The Null Terminator

One challenge with strings, is that we often need to store strings of varying lengths. For example, the string "Hello, world!" is 13 characters long, whereas the string "Hello, world, my name is Bob!" is 27 characters long. If we were to store these strings in a char[] array, we would need to know the maximum length of the string before we create the array. This is not ideal, as we often don’t know the length of a string before we create it, as the user may enter it at run-time.

There are a few ways to solve this problem, but the simplest is to allocate a block of memory that is large enough to store the largest string we expect to encounter. This is called a statically allocated string. Let’s take a look at a statically allocated string in C/C++:

#include <stdio.h>

// define a constant for the maximum length of our string
const int MAX_STRING_LENGTH = 50;

int main(void)
{
  // request a block of memory to store a string.
  // the amount of memory requested is the size of a char
  // (8 bits) * the maximum length of our string (50)
  // so we're requesting 400 bits of memory
  char my_string[MAX_STRING_LENGTH];

  // Now we can assign the characters ['H', 'e', 'l', 'l', 'o']
  my_string[0] = 'H';
  my_string[1] = 'e';
  my_string[2] = 'l';
  my_string[3] = 'l';
  my_string[4] = 'o';

   // print the string (char[]) to the terminal
  printf("my_string: %s\n", my_string);

  return 0;
}

So great! This program should print out “Hello” to the terminal. Right?!

Well, it will, but we have a problem. How can the C programming language know that the “o” was the final character of that string, if the array has 50 characters? The remaining memory is still allocated to our program and could contain valid characters, or some garbage data.

To get around this issue, the C language decided to add a special terminator character to the string to indicate where it ends.

The null terminator

In C/C++, arrays do not store their lengths, and it is generally up to us as programmers to keep track of how large our arrays are. This is a trade-off, as it allows us to be more efficient with memory, but it also means we need to be more careful when working with arrays.

Because strings are so common, the C/C++ languages have a special way of handling how we can mark the end of a string, and it is by simply introducing a special character called the null terminator (represented by the character \0). The null terminator is the very first ASCII character at integer 0, and is used to indicate the end of the string. It does not get printed to the terminal, but tells any code working with the array to stop there. Let’s take a look at how we can use the null terminator to solve our problem:

#include <stdio.h>
const int MAX_STRING_LENGTH = 50;

int main(void)
{
    char my_string[MAX_STRING_LENGTH];
    my_string[0] = 'H';
    my_string[1] = 'e';
    my_string[2] = 'l';
    my_string[3] = 'l';
    my_string[4] = 'o';
    my_string[5] = '\0';

    // print the string (char[]) to the terminal
    printf("my_string: %s\n", my_string);

    return 0;
}

This program should print out “Hello”, and printf will know that the string ends when it gets to the '\0' after the “o”!

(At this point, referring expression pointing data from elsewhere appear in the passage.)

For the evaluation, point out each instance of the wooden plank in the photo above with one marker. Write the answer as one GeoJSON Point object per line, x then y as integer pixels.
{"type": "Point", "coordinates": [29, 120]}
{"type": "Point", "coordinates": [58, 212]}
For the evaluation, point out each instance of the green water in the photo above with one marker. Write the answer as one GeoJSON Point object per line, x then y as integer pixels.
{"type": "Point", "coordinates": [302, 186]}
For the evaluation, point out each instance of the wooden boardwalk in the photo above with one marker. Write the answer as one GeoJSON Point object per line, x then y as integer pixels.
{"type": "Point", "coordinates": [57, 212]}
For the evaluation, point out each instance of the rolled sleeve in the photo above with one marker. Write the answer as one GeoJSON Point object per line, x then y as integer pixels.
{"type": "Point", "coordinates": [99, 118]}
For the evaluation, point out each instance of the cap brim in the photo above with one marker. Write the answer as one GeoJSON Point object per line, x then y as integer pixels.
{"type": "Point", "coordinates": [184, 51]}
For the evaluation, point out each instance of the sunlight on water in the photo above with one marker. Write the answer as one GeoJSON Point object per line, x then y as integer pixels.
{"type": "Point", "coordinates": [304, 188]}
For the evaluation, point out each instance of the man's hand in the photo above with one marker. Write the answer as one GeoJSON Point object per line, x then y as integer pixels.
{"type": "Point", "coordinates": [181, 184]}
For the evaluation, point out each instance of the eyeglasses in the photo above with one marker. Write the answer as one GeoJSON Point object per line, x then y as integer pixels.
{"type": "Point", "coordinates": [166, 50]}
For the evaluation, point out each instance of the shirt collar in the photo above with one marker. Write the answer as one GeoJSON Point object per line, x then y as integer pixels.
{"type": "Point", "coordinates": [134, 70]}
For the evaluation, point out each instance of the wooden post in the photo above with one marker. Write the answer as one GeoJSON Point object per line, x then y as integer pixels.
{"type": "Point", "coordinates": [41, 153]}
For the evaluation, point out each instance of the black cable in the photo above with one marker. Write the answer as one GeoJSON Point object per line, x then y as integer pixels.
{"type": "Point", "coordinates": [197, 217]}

The great news is that string constants automatically include the extra null terminator, so “Hello” is 6 characters. The five we can see, and the null terminator.

C also include shorthand ways to initialise strings using string constants, which therefore automatically add the null terminator for us:

#include <stdio.h>
const int MAX_STRING_LENGTH = 50;

int main(void)
{
    char my_string[MAX_STRING_LENGTH] = "Hello";

    printf("my_string: %s\n", my_string);

    return 0;
}

The above program will automatically have a null terminator added to the end of the string!